Energy Cabinet Secretary Charles Keter on Monday blamed the high tarrifs on a billing fluctuation following an upgrade in the billing mechanism by the power utility.
According to media reports, Kenya Power said it under-charged consumers last year by not passing on the full costs it incurred on fuel. A lawyer claims that was done for political exigency 2017 being an election year.
The costs followed the power firm's decision to switch on expensive diesel generators to bridge deficits occasioned by a prolonged drought.
Kenya Power delayed the passing on of costs to consumers in line with a silent Government policy implemented last year on many basic commodities during the electioneering period.

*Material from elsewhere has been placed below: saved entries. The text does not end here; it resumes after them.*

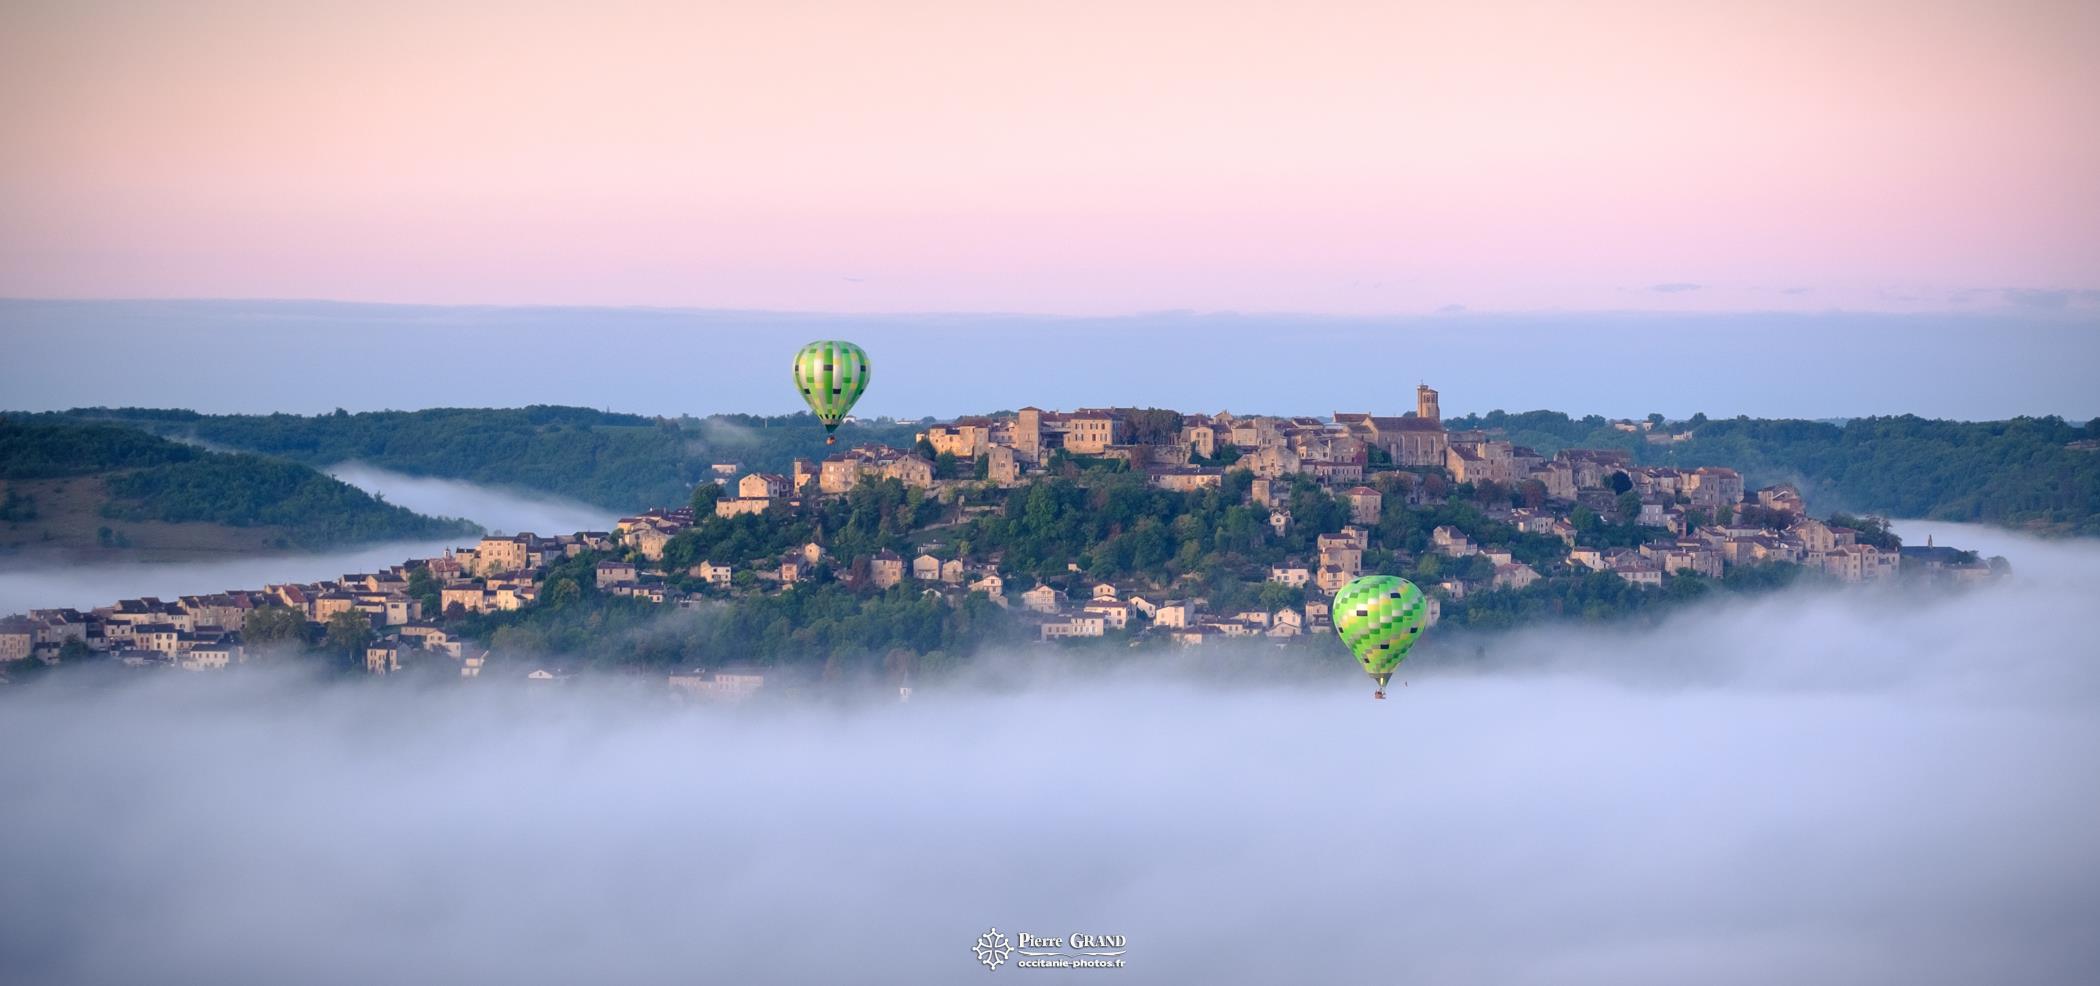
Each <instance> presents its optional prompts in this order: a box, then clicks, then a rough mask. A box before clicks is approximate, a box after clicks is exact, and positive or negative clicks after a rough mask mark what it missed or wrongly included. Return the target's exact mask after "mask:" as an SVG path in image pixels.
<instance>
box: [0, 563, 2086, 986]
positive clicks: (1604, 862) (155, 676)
mask: <svg viewBox="0 0 2100 986" xmlns="http://www.w3.org/2000/svg"><path fill="white" fill-rule="evenodd" d="M2054 550H2056V552H2064V554H2060V556H2052V558H2054V562H2050V564H2058V562H2060V564H2064V566H2066V571H2071V573H2073V575H2071V577H2066V579H2062V581H2054V583H2047V581H2035V583H2005V585H1999V587H1991V590H1980V592H1970V594H1938V592H1905V594H1877V592H1850V594H1840V596H1802V594H1789V596H1779V598H1766V600H1758V602H1751V604H1737V606H1711V608H1697V610H1688V613H1682V615H1678V617H1674V619H1669V621H1665V623H1663V625H1659V627H1653V629H1646V631H1619V629H1598V631H1531V634H1512V636H1501V638H1466V636H1459V634H1453V636H1449V638H1447V640H1451V646H1441V648H1424V652H1422V659H1420V661H1409V665H1407V678H1409V686H1407V688H1394V692H1392V694H1394V696H1392V701H1386V703H1373V701H1369V696H1367V682H1365V678H1363V676H1361V673H1357V671H1352V669H1350V667H1348V663H1346V661H1336V667H1333V673H1331V676H1304V678H1300V680H1289V682H1283V684H1273V686H1254V684H1249V682H1245V680H1233V684H1224V686H1218V684H1214V682H1207V680H1203V678H1199V676H1189V673H1186V671H1189V669H1191V665H1193V663H1195V665H1199V663H1201V659H1199V657H1191V655H1174V657H1161V659H1151V661H1144V663H1142V669H1136V671H1098V673H1071V669H1069V667H1067V671H1065V673H1058V676H1054V678H1056V680H1054V682H1044V680H1037V682H1035V684H1033V686H1027V688H1012V686H1010V684H1012V680H1014V673H1016V671H1014V669H1025V667H1029V665H1037V667H1039V665H1044V663H1054V661H1046V659H1042V657H1039V655H1044V650H1035V648H1029V650H1027V652H1021V655H989V657H991V659H989V661H985V663H983V667H985V669H987V671H983V673H985V676H987V678H985V682H1000V686H997V688H991V686H981V684H979V682H974V680H966V682H962V684H955V686H947V688H924V690H922V692H920V694H918V696H913V701H911V703H909V705H871V703H869V705H844V707H813V705H798V703H785V705H750V707H741V709H687V707H676V705H672V703H668V701H638V699H636V696H634V692H632V690H626V688H607V690H603V692H598V690H590V688H573V690H556V692H533V690H527V688H517V686H502V684H493V686H485V688H428V686H414V684H407V682H382V684H372V682H317V680H309V678H298V676H292V673H237V676H176V673H166V676H153V678H143V680H141V678H126V682H130V684H109V682H97V684H90V682H84V680H67V678H65V676H53V678H46V680H40V682H38V684H31V686H25V688H19V690H13V692H0V749H8V751H10V755H8V757H0V789H4V791H6V793H8V797H6V799H0V831H6V833H8V837H6V839H0V873H6V879H4V881H0V978H6V980H10V982H59V984H65V982H139V980H145V982H170V980H172V982H342V984H361V982H376V980H405V982H563V984H567V982H901V984H903V982H911V984H918V982H1002V980H1004V978H1016V976H1018V978H1102V980H1111V978H1113V980H1115V982H1420V984H1445V982H1449V984H1476V982H1497V984H1571V982H1573V984H1585V982H1594V984H1613V986H1623V984H1682V982H1701V984H1758V986H1766V984H1770V982H1848V984H1875V982H1886V984H1905V986H1915V984H1963V986H1966V984H1974V982H2081V980H2083V978H2087V976H2089V971H2092V969H2094V967H2096V963H2100V936H2096V931H2094V927H2100V885H2096V883H2094V879H2092V875H2094V873H2100V829H2096V827H2094V824H2092V818H2096V816H2100V787H2096V783H2094V780H2092V770H2089V766H2092V762H2094V757H2096V753H2100V717H2094V715H2092V709H2094V701H2096V696H2100V663H2096V661H2094V657H2100V655H2096V652H2094V646H2092V644H2089V640H2092V629H2089V598H2092V592H2094V587H2096V585H2094V573H2100V566H2096V564H2094V560H2092V558H2094V552H2096V548H2094V545H2087V543H2058V545H2054ZM2016 564H2018V562H2016ZM1226 678H1231V676H1226ZM989 925H997V927H1000V929H1002V931H1006V934H1018V931H1029V934H1037V936H1065V934H1071V931H1088V934H1121V936H1128V952H1126V961H1128V967H1126V969H1119V971H1037V969H1016V967H1012V965H1008V967H1004V969H1000V971H995V973H987V971H985V969H983V967H979V965H974V959H972V955H970V944H972V942H974V938H976V936H979V934H983V931H985V929H987V927H989ZM987 976H989V980H987Z"/></svg>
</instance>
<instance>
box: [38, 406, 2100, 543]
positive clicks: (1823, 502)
mask: <svg viewBox="0 0 2100 986" xmlns="http://www.w3.org/2000/svg"><path fill="white" fill-rule="evenodd" d="M40 417H63V420H111V422H124V424H132V426H141V428H147V430H153V432H160V434H176V436H183V438H199V441H206V443H214V445H223V447H233V449H244V451H256V453H267V455H281V457H290V459H296V462H304V464H311V466H332V464H338V462H346V459H359V462H370V464H374V466H384V468H391V470H399V472H409V474H420V476H445V478H464V480H472V483H489V485H510V487H525V489H538V491H548V493H559V495H565V497H573V499H582V501H588V503H598V506H605V508H611V510H638V508H645V506H659V503H682V501H685V499H687V497H689V495H691V489H693V485H695V483H697V480H699V478H701V476H706V474H708V466H710V464H714V462H735V464H741V468H743V470H764V472H787V470H790V464H792V462H794V457H798V455H800V457H811V459H821V457H823V455H825V453H827V449H825V445H823V430H821V428H819V426H817V422H815V420H813V417H811V415H806V413H796V415H779V417H754V415H716V417H699V420H693V417H682V420H659V417H643V415H630V413H607V411H594V409H586V407H548V405H535V407H517V409H428V411H376V413H342V411H338V413H332V415H313V417H307V415H288V413H277V415H199V413H195V411H155V409H80V411H67V413H63V415H40ZM1659 417H1661V415H1655V420H1657V428H1655V430H1653V432H1625V430H1617V428H1613V426H1611V422H1606V420H1604V417H1596V415H1590V417H1569V415H1567V413H1560V411H1525V413H1504V411H1491V413H1485V415H1466V417H1451V420H1447V426H1449V428H1453V430H1464V428H1485V430H1499V432H1504V434H1508V438H1510V441H1514V443H1518V445H1529V447H1533V449H1537V451H1541V453H1548V455H1550V453H1554V451H1556V449H1564V447H1590V449H1596V447H1619V449H1632V451H1634V455H1636V457H1638V459H1640V462H1642V464H1674V466H1732V468H1737V470H1743V474H1745V478H1747V480H1749V483H1751V485H1753V487H1758V485H1770V483H1793V485H1798V487H1802V493H1806V495H1808V501H1810V506H1812V508H1814V510H1819V512H1827V510H1850V512H1877V514H1890V516H1915V518H1934V520H1978V522H1993V524H2005V527H2029V529H2045V531H2058V533H2085V535H2100V453H2096V451H2089V449H2092V445H2089V443H2094V441H2100V422H2087V424H2083V426H2079V424H2068V422H2064V420H2060V417H2016V420H2010V422H1940V420H1926V417H1913V415H1903V417H1858V420H1852V422H1846V424H1829V422H1800V420H1751V417H1732V420H1707V417H1705V415H1693V417H1690V420H1688V422H1661V420H1659ZM918 430H920V426H918V424H907V422H863V424H848V426H844V428H840V443H842V445H861V443H884V445H897V447H905V445H909V443H911V438H913V434H916V432H918ZM1686 432H1688V438H1684V441H1674V443H1651V441H1648V438H1651V434H1653V436H1667V434H1686Z"/></svg>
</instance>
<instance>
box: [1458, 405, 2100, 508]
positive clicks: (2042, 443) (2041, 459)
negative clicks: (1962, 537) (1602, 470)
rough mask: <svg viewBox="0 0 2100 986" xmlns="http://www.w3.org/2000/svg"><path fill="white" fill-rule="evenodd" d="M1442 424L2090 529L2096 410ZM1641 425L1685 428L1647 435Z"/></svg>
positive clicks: (1885, 500) (1783, 481)
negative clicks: (1503, 432) (2075, 410)
mask: <svg viewBox="0 0 2100 986" xmlns="http://www.w3.org/2000/svg"><path fill="white" fill-rule="evenodd" d="M1657 417H1659V415H1657ZM1445 424H1447V426H1449V428H1453V430H1459V428H1487V430H1501V432H1506V434H1508V436H1510V441H1514V443H1518V445H1529V447H1533V449H1537V451H1541V453H1548V455H1552V453H1554V451H1556V449H1564V447H1585V449H1602V447H1615V449H1632V451H1634V455H1636V459H1638V462H1640V464H1648V466H1732V468H1737V470H1741V472H1743V478H1745V480H1747V483H1749V485H1751V487H1762V485H1772V483H1793V485H1795V487H1800V489H1802V493H1804V495H1806V497H1808V501H1810V503H1812V506H1814V508H1816V510H1850V512H1875V514H1888V516H1907V518H1930V520H1974V522H1991V524H2003V527H2026V529H2037V531H2052V533H2081V535H2100V451H2096V441H2100V420H2094V422H2085V424H2083V426H2079V424H2071V422H2064V420H2062V417H2014V420H2010V422H1942V420H1928V417H1917V415H1898V417H1854V420H1850V422H1846V424H1829V422H1800V420H1756V417H1730V420H1705V415H1693V420H1688V422H1655V428H1653V432H1623V430H1617V428H1613V426H1611V422H1606V420H1604V417H1596V415H1592V417H1569V415H1564V413H1560V411H1525V413H1501V411H1493V413H1485V415H1468V417H1455V420H1449V422H1445ZM1648 434H1661V436H1674V434H1688V438H1684V441H1661V443H1657V441H1648Z"/></svg>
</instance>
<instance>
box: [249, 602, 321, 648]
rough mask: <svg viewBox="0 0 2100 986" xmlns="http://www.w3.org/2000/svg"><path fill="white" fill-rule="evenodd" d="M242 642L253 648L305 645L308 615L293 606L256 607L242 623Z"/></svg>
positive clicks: (275, 605) (261, 606) (306, 640)
mask: <svg viewBox="0 0 2100 986" xmlns="http://www.w3.org/2000/svg"><path fill="white" fill-rule="evenodd" d="M241 640H244V642H246V644H252V646H271V644H304V642H307V615H304V613H298V610H296V608H292V606H277V604H271V606H256V608H254V613H250V615H248V619H246V621H241Z"/></svg>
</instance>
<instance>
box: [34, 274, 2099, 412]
mask: <svg viewBox="0 0 2100 986" xmlns="http://www.w3.org/2000/svg"><path fill="white" fill-rule="evenodd" d="M0 329H4V331H6V334H8V338H10V340H13V344H15V352H17V359H10V361H6V363H0V394H6V399H4V403H6V405H8V407H4V409H19V411H42V409H69V407H97V405H103V407H120V405H130V407H189V409H197V411H208V413H273V411H294V413H325V411H332V409H336V407H344V409H353V411H378V409H420V407H521V405H531V403H561V405H582V407H611V409H615V411H634V413H651V415H680V413H691V415H708V413H796V411H800V409H802V403H800V394H796V392H794V388H792V386H790V384H787V357H790V355H792V352H794V350H796V348H798V346H800V344H802V342H806V340H811V338H832V336H844V338H853V340H855V342H861V344H863V346H865V348H867V350H869V355H871V357H874V365H876V376H874V386H869V390H867V394H865V396H863V399H861V403H859V407H857V413H863V415H892V417H922V415H932V417H953V415H962V413H983V411H995V409H1012V407H1021V405H1037V407H1100V405H1157V407H1176V409H1182V411H1220V409H1233V411H1239V413H1312V415H1325V413H1331V411H1373V413H1399V411H1405V409H1411V407H1413V386H1415V384H1417V382H1428V384H1430V386H1436V388H1438V390H1441V392H1443V409H1445V413H1447V415H1459V413H1468V411H1491V409H1497V407H1499V409H1506V411H1531V409H1554V411H1567V413H1573V415H1583V413H1604V415H1613V417H1640V415H1646V413H1651V411H1659V413H1663V415H1669V417H1688V415H1693V413H1695V411H1703V413H1707V415H1709V417H1735V415H1751V417H1865V415H1888V413H1917V415H1924V417H1961V420H2003V417H2016V415H2052V413H2054V415H2062V417H2066V420H2073V422H2083V420H2089V417H2096V415H2100V388H2094V386H2092V367H2096V365H2100V319H2096V317H2092V315H2083V313H2079V310H2071V308H2045V306H2031V308H2026V310H2024V313H2022V315H2012V313H2005V315H1884V313H1821V315H1808V313H1472V310H1459V313H1445V315H1417V317H1375V319H1373V317H1344V315H1247V313H1149V315H1126V317H1044V315H968V313H962V315H955V313H949V315H834V313H785V310H697V308H634V306H628V308H580V306H493V304H483V306H428V304H357V302H256V300H223V302H202V300H195V302H88V300H0ZM1014 352H1027V355H1029V357H1031V359H1027V361H1014V359H1012V355H1014ZM90 361H92V363H95V365H97V373H67V371H61V369H63V367H71V365H88V363H90Z"/></svg>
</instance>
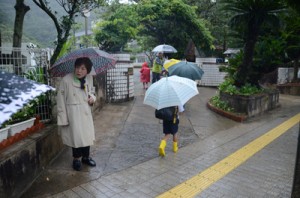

The power distributor disclosed the impact of the drought in cost of power in its annual report shows Sh10.1 billion as recoverable fuel costs.
The allegations of inflated bills triggered reactions from consumers who demanded a relief from the new power charges.
On January 5, Lawyer Apolo Mboya acting on behalf of consumers wrote to the Competition Authority of Kenya complaining protesting abuse of market dominance by Kenya Power to ‘overcharge’.
“In the month of November/December 2017, several consumers started receiving inflated power bills from Kenya Power and Lighting. It later emerged that KPLC was indeed recovering Sh8.1b backdated bills from electricity consumers allegedly incurred on diesel geration in the year 2017 but were not factored in the monthly charges while the government sought to keep a lid on utilities in an election year,” says Apollo in a letter to Competition Authority of Kenya.
“The actions of KPLC contravened the provisions of competition act by misleading consumers by making false or misleading representation with respect to the price of goods or services contrary to the law,” he said.
Apollo further writes that through the alleged adjustments, KPLC "engaged in conduct that is, in all circumstances, unconscionable contrary to section 56 and 57 of the Competition Act No 12 of 2010."
“Due to the urgency justified by the fact that serious irreparable damage may be caused to the public interest, the Competition Authority, be pleased to order an immediate interim relief from payment of the said inflated electricity bill,” he tells the authority.
The lawyer warns that non-reversal of the inflated bills will result in court action.
During a press briefing on Monday, Energy CS Charles Keter disclosed that Kenya Power had asked customers who had complaints to visit Kenya Power offices for assessment and review.